A new chapter for Winnie-the-Pooh

During World War I, troops from Winnipeg were transported to Eastern Canada on their way to Europe to join the 2nd Canadian Infantry Brigade. When the train stopped at White River, Ontario, a lieutenant called Harry Colebourn bought a small female black bear cub for $20 from a hunter who had killed its mother. He named her ‘Winnipeg’ after his hometown and soon after the bear’s name was shortened to Winnie.

Winnie became the mascot of the brigade and went to Britain with the unit. When the members of the brigade were posted to the battlefields of France, Colebourn sent Winnie to live at the London Zoo.

During this time, writer A.A. Milne and his son Christopher Robin encountered Winnie and were charmed by his big paws and burly tummy. Christopher named one of his stuffed teddies after the bear. Observing his son’s affection for his stuffed toy, Milne imagined the creature coming to life. He crafted a series of stories and poems that featured a jolly, befuddled bear that would do anything for a pot of honey. And thus Winnie-the-Pooh became part of legendary fiction.

Winnie and Christopher Robin’s adventures in the Hundred Acre Wood were first published in 1926 in the book Winnie-the-Pooh. In 1928, a sequel called The House at Pooh Corner was released and, in this book, Christopher Robin leaves the woods, bidding adieu to Winnie and his forest friends, Owl, Eeyore, Piglet and Tigger.
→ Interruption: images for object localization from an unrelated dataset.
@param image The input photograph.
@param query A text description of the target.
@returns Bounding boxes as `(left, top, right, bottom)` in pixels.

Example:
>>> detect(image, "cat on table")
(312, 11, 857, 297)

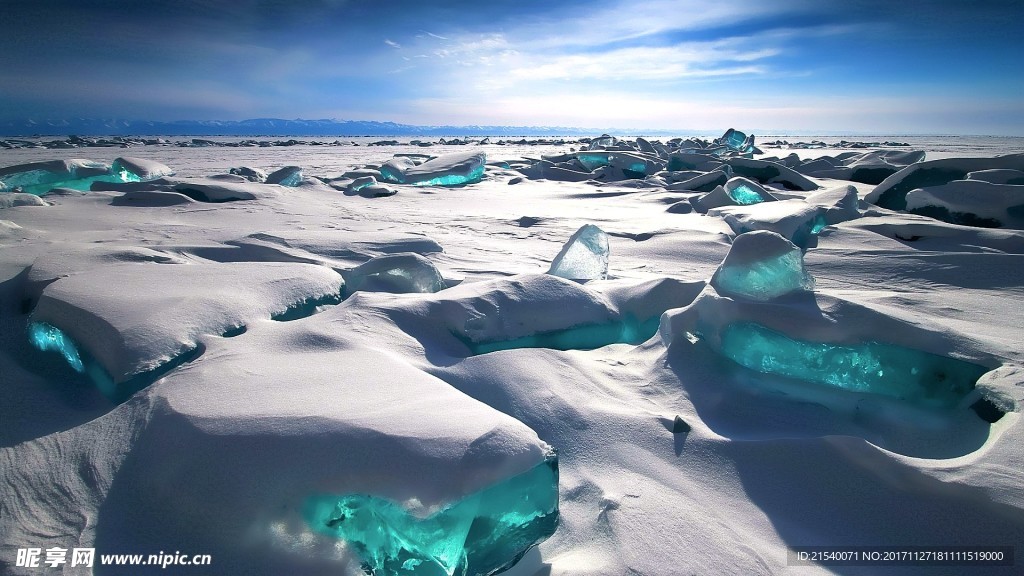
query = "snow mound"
(792, 149, 925, 184)
(30, 261, 344, 392)
(710, 199, 828, 247)
(0, 193, 48, 208)
(111, 157, 175, 181)
(906, 180, 1024, 229)
(867, 153, 1024, 211)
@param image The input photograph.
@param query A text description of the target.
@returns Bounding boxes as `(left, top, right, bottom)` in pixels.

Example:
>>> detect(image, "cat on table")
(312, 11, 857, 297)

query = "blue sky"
(2, 0, 1022, 134)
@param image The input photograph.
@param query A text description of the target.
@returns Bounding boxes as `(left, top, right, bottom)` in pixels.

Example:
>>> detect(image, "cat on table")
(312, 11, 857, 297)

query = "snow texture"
(2, 136, 1024, 576)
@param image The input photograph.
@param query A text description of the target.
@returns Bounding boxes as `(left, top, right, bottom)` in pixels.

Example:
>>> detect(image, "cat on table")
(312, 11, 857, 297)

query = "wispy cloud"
(384, 39, 401, 48)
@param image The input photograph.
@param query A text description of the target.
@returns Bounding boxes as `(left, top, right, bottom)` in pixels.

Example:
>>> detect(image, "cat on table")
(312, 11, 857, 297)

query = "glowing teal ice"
(576, 153, 612, 171)
(467, 316, 660, 355)
(719, 322, 986, 407)
(2, 161, 147, 196)
(28, 322, 84, 372)
(411, 165, 485, 187)
(714, 248, 811, 301)
(379, 164, 405, 184)
(728, 184, 765, 205)
(810, 215, 828, 234)
(306, 453, 558, 576)
(724, 130, 747, 150)
(721, 129, 754, 153)
(110, 159, 143, 183)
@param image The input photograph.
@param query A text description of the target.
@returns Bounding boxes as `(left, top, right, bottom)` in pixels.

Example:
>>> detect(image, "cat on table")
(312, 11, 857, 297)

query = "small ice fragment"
(672, 416, 691, 434)
(342, 253, 445, 296)
(548, 224, 610, 281)
(711, 231, 813, 301)
(266, 166, 304, 187)
(28, 321, 84, 372)
(229, 166, 268, 182)
(587, 134, 618, 150)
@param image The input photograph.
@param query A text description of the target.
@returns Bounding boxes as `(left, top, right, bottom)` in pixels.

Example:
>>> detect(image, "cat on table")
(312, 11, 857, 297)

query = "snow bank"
(30, 261, 344, 389)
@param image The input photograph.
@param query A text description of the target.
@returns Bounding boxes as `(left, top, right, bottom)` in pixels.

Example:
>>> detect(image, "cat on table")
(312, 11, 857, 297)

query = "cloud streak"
(0, 0, 1020, 134)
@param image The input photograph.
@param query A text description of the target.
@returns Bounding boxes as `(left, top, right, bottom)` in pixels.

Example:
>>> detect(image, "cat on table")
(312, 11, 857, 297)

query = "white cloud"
(384, 39, 401, 48)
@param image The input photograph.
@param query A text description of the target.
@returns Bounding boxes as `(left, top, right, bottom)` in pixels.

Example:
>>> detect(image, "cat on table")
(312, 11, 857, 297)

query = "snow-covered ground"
(1, 136, 1023, 575)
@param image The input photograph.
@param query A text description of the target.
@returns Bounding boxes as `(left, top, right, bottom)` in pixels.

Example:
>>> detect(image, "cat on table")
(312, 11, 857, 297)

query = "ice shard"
(306, 453, 558, 576)
(342, 253, 446, 297)
(719, 322, 986, 408)
(548, 224, 610, 281)
(711, 231, 813, 301)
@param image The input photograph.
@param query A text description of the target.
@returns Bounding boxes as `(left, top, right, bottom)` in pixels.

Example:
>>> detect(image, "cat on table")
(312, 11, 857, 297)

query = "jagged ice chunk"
(711, 231, 813, 301)
(548, 224, 609, 281)
(306, 453, 558, 576)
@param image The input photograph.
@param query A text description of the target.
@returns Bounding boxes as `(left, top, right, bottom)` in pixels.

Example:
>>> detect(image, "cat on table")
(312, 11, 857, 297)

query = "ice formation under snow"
(379, 151, 486, 186)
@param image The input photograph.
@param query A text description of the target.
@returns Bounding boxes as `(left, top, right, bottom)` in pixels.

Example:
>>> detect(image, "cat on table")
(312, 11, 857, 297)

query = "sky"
(1, 0, 1022, 134)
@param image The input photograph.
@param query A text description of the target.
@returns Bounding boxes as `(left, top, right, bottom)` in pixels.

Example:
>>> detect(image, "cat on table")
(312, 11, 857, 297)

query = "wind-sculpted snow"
(789, 149, 925, 184)
(906, 180, 1024, 229)
(111, 157, 174, 181)
(711, 200, 829, 248)
(0, 192, 48, 208)
(3, 140, 1024, 576)
(29, 260, 344, 394)
(867, 154, 1024, 211)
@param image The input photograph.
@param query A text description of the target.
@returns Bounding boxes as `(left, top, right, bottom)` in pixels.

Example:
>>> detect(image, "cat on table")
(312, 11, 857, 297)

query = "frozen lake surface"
(1, 134, 1023, 575)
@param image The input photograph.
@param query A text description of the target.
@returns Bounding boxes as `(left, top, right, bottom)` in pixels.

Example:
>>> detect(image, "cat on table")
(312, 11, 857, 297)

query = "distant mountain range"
(0, 118, 692, 137)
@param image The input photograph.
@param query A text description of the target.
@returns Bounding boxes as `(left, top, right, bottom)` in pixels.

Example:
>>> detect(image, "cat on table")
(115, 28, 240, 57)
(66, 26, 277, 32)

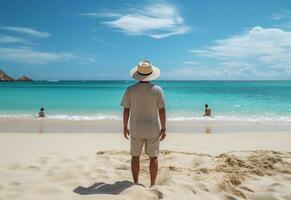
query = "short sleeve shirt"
(121, 82, 165, 138)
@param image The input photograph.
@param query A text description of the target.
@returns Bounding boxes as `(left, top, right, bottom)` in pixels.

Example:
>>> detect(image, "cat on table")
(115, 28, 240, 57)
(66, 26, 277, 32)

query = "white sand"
(0, 133, 291, 200)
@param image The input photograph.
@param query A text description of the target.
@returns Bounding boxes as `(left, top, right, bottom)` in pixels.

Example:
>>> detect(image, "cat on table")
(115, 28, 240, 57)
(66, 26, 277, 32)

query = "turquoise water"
(0, 81, 291, 122)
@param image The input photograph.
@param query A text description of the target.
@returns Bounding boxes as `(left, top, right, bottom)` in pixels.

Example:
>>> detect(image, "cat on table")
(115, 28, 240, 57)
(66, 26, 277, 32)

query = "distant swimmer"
(203, 104, 211, 116)
(38, 107, 45, 117)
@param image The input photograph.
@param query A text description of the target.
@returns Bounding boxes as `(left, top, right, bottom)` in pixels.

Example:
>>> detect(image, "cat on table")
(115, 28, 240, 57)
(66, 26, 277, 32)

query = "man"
(121, 60, 166, 187)
(203, 104, 211, 116)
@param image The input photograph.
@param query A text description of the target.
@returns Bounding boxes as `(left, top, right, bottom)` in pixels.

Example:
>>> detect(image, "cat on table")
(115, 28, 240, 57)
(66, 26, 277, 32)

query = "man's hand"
(123, 108, 130, 140)
(158, 108, 166, 141)
(159, 129, 166, 141)
(123, 128, 129, 140)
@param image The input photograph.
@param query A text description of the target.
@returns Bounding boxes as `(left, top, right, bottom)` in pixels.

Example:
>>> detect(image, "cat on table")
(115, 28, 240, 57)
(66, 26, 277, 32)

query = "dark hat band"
(137, 71, 153, 76)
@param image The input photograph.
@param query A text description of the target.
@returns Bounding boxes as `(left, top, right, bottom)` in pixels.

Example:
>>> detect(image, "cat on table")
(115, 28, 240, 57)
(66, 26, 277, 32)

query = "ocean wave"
(1, 113, 291, 122)
(168, 115, 291, 122)
(47, 114, 121, 120)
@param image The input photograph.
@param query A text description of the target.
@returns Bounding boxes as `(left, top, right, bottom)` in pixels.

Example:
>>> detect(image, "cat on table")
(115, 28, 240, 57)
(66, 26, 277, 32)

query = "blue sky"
(1, 0, 291, 80)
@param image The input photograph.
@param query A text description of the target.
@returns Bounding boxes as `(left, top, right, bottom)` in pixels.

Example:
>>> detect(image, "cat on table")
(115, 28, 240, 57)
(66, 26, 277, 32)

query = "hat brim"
(130, 65, 160, 81)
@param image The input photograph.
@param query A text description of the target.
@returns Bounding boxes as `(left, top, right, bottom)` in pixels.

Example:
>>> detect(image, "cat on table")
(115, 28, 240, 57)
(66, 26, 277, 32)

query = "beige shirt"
(121, 82, 165, 138)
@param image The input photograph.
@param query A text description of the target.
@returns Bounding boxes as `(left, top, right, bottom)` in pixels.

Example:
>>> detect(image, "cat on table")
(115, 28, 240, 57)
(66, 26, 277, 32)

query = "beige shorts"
(130, 136, 160, 157)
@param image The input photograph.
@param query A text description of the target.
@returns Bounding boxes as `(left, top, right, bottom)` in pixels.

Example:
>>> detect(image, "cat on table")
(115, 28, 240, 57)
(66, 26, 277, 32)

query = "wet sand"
(0, 118, 291, 134)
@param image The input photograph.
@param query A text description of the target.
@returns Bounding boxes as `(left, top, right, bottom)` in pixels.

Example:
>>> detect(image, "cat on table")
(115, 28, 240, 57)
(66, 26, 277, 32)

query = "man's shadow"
(73, 180, 139, 195)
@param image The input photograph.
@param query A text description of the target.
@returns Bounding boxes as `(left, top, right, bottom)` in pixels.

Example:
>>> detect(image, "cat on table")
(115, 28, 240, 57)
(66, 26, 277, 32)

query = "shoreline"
(1, 113, 291, 122)
(0, 118, 291, 134)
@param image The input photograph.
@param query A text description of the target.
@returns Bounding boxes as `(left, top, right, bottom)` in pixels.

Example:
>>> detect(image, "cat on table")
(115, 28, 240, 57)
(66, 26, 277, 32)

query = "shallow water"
(0, 81, 291, 122)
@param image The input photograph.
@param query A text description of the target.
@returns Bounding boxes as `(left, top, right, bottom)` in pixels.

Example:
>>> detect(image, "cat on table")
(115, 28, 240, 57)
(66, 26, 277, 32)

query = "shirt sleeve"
(157, 88, 165, 109)
(121, 88, 131, 108)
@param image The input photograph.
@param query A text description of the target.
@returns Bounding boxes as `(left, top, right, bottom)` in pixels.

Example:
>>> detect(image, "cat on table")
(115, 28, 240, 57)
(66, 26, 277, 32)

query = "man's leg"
(149, 156, 158, 186)
(131, 156, 140, 184)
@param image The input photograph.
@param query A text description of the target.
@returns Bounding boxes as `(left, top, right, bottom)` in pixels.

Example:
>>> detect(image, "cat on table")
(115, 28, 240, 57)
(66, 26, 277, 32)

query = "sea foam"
(1, 113, 291, 122)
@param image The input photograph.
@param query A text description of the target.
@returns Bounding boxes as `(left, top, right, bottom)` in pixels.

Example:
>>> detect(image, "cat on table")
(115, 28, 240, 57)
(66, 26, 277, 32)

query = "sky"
(1, 0, 291, 80)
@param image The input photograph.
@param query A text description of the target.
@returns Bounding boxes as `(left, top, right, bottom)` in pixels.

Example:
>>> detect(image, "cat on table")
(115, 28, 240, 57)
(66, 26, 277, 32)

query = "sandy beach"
(0, 132, 291, 200)
(1, 118, 291, 134)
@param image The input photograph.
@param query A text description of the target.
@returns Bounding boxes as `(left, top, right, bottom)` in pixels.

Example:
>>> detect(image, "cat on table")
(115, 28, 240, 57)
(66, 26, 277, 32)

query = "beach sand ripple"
(1, 149, 291, 199)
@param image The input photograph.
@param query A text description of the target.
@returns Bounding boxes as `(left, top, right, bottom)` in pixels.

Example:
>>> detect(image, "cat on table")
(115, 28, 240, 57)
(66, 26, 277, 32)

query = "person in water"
(38, 107, 45, 117)
(203, 104, 211, 116)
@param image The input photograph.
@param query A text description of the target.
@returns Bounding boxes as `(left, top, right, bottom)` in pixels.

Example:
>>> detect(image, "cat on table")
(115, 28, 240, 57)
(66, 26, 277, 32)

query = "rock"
(17, 75, 33, 82)
(0, 69, 15, 82)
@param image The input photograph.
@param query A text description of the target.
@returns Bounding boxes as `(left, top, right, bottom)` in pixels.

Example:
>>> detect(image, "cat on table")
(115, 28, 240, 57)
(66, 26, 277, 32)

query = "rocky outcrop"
(0, 69, 15, 82)
(17, 75, 33, 82)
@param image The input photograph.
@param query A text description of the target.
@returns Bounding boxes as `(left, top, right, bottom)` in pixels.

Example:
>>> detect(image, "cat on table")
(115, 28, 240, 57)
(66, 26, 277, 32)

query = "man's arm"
(123, 108, 130, 139)
(159, 108, 166, 141)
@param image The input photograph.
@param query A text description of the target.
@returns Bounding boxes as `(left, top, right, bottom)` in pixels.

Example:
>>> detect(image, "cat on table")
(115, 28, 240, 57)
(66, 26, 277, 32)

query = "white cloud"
(0, 27, 91, 66)
(187, 26, 291, 79)
(83, 3, 189, 39)
(1, 26, 50, 38)
(191, 26, 291, 64)
(164, 63, 284, 80)
(0, 35, 26, 43)
(0, 47, 74, 64)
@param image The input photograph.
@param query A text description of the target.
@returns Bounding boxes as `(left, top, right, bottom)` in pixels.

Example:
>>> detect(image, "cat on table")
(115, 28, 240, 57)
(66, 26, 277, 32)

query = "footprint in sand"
(146, 188, 163, 199)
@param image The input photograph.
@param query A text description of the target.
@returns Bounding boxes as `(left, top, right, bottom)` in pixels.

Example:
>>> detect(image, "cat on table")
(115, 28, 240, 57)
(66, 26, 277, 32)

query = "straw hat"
(130, 60, 160, 81)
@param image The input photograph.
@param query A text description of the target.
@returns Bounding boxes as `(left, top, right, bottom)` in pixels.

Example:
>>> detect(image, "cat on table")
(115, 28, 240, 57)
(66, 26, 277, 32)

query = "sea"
(0, 80, 291, 122)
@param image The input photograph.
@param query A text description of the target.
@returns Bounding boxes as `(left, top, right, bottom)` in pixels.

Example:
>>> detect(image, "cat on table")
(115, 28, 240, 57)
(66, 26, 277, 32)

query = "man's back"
(121, 82, 165, 138)
(121, 60, 166, 186)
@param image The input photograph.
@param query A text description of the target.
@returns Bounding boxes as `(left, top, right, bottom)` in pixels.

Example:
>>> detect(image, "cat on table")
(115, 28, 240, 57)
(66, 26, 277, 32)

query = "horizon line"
(2, 79, 291, 82)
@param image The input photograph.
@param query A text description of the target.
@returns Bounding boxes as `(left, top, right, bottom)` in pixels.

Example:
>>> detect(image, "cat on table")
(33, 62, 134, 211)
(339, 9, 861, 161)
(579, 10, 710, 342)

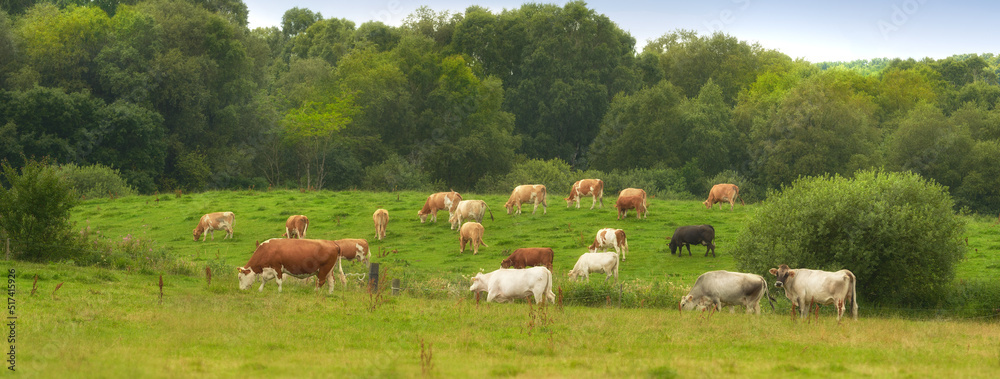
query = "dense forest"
(2, 1, 999, 212)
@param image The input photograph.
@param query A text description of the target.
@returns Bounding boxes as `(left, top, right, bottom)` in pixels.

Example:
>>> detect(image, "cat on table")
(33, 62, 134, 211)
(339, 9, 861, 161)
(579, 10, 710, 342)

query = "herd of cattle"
(196, 179, 857, 321)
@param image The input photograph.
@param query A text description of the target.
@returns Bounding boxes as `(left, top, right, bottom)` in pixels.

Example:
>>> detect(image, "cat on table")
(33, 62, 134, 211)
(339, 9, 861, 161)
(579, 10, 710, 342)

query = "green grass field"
(10, 189, 1000, 376)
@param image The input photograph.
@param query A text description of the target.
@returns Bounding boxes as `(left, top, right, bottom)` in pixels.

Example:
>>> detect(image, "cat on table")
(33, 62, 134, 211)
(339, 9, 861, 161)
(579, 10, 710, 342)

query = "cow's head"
(237, 267, 256, 290)
(469, 274, 487, 293)
(448, 212, 459, 229)
(679, 295, 697, 312)
(703, 199, 713, 209)
(567, 269, 581, 281)
(417, 210, 428, 223)
(193, 227, 203, 241)
(500, 258, 513, 269)
(768, 265, 795, 288)
(504, 200, 514, 215)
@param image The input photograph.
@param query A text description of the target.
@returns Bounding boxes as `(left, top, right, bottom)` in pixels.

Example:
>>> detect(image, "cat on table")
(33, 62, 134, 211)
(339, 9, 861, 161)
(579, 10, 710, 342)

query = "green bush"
(474, 158, 575, 195)
(732, 169, 966, 307)
(362, 154, 432, 192)
(55, 163, 137, 199)
(602, 167, 696, 200)
(0, 160, 85, 262)
(75, 231, 194, 275)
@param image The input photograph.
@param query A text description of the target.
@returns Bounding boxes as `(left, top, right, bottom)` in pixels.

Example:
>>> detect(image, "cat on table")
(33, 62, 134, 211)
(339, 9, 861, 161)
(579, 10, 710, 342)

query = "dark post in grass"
(368, 263, 380, 294)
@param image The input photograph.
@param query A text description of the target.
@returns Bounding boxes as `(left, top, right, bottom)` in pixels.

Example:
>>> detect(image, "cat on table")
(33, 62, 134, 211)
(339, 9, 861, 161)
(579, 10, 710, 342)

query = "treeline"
(2, 1, 1000, 212)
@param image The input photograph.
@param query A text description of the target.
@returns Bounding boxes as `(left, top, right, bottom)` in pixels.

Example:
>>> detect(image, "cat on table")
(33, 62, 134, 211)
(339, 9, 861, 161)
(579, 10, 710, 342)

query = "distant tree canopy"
(2, 1, 1000, 211)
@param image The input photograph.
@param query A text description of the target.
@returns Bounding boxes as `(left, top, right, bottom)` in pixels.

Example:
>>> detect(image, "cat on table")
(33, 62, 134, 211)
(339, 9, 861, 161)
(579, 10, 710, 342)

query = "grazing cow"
(679, 270, 774, 314)
(469, 267, 555, 304)
(284, 215, 309, 239)
(704, 183, 744, 210)
(459, 222, 488, 255)
(567, 252, 619, 282)
(193, 211, 235, 241)
(236, 238, 341, 293)
(331, 238, 370, 284)
(769, 264, 858, 321)
(372, 209, 389, 240)
(588, 228, 629, 261)
(669, 225, 716, 257)
(619, 188, 648, 216)
(614, 195, 647, 220)
(500, 247, 554, 270)
(505, 185, 547, 215)
(565, 179, 604, 209)
(418, 191, 462, 223)
(448, 200, 494, 230)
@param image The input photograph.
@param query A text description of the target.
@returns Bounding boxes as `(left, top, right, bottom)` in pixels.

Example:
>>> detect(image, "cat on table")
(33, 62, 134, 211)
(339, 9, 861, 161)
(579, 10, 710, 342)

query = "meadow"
(11, 189, 1000, 377)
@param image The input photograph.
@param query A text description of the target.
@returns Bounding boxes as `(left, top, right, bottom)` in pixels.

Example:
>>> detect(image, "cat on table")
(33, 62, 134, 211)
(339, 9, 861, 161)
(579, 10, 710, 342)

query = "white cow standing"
(567, 252, 619, 282)
(469, 267, 555, 304)
(449, 200, 494, 230)
(769, 264, 858, 321)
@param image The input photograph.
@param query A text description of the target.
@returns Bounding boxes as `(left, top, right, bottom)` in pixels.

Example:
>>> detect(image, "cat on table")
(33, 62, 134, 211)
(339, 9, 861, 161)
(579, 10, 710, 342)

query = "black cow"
(669, 225, 716, 257)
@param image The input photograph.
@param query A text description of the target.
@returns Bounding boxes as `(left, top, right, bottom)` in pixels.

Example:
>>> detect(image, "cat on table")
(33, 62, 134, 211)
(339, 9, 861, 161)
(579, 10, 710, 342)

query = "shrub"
(55, 163, 137, 199)
(732, 169, 966, 307)
(703, 170, 760, 203)
(76, 230, 195, 275)
(474, 158, 575, 194)
(0, 160, 85, 262)
(602, 167, 696, 200)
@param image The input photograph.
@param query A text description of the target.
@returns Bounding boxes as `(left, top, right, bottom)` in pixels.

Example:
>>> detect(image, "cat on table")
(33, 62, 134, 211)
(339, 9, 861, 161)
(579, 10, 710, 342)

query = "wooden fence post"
(368, 263, 380, 294)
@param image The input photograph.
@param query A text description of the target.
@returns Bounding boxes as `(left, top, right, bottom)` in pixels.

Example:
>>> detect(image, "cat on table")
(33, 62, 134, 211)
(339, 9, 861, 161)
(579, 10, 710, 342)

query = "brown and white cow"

Since then, these classic books have continued to enchant readers, winning over millions of fans worldwide. Recently playwright David Benedictus decided he was going to write a sequel after he was granted permission from the Pooh trustee board.

Another sequel for Winnie

So Benedictus produced Return to the Hundred Acre Wood (Dutton Children’s Books, $25). In the book, Christopher Robin finally returns to his favourite forest — much to the delight of Pooh and his friends.

The question with any sequel, especially for such an enduring classic, is whether the author should try to completely emulate the original style or put his or her own mark on the transcript. In this case, Benedictus has done a bit of both and the illustrations by Mark Burgess closely resemble those of the original artist, E. H. Shephard.

When this new book begins, the forest animals are extremely excited about the anticipated return of Christopher Robin. They prepare a party in the middle of the woods, replete with jellies, a cake and gifts. This scene captures the original spirit of outdoor discovery that gave Milne’s stories so much charm. From the outset, Benedictus shows readers that they will not be meeting a 21st century Pooh, who will watch television or play videogames. He retains the era in which Pooh was created as the setting for his stories, when children found amusement playing among the trees in their backyards, making mudpies and having tea with their dolls in the garden.

Each adorable character is re-introduced by Benedictus describing what these creatures are up to (Owl is writing a book, for example).
Although authentic to the original book, Benedictus does allow Christopher Robin to grow up a little (for instance, in one chapter, the little gang has a spelling bee). He is merely showing the natural progression of a young boy who has begun school but still has a desire to spend time with his fuzzy friends.

Benedictus leaves his own mark with the introduction of a new character: Lottie the Otter. Although the need for a new character is questionable, Lottie is as lovable as the rest and is perhaps the author’s attempt to inject an extra female character into a relatively boy-dominated forest.

Overall, fans of Winnie-the-Pooh will enjoy this new book, as long as they keep in mind that ultimately it is not Milne who has written it or Shepard who has illustrated it. As with any sequel, it will rarely match the original. However, if it can capture the spirit that made fans love the stories in the first place, then Return to the Hundred Acre Wood will give parents a wonderful opportunity to re-discover Pooh and his friends all over again with their own children.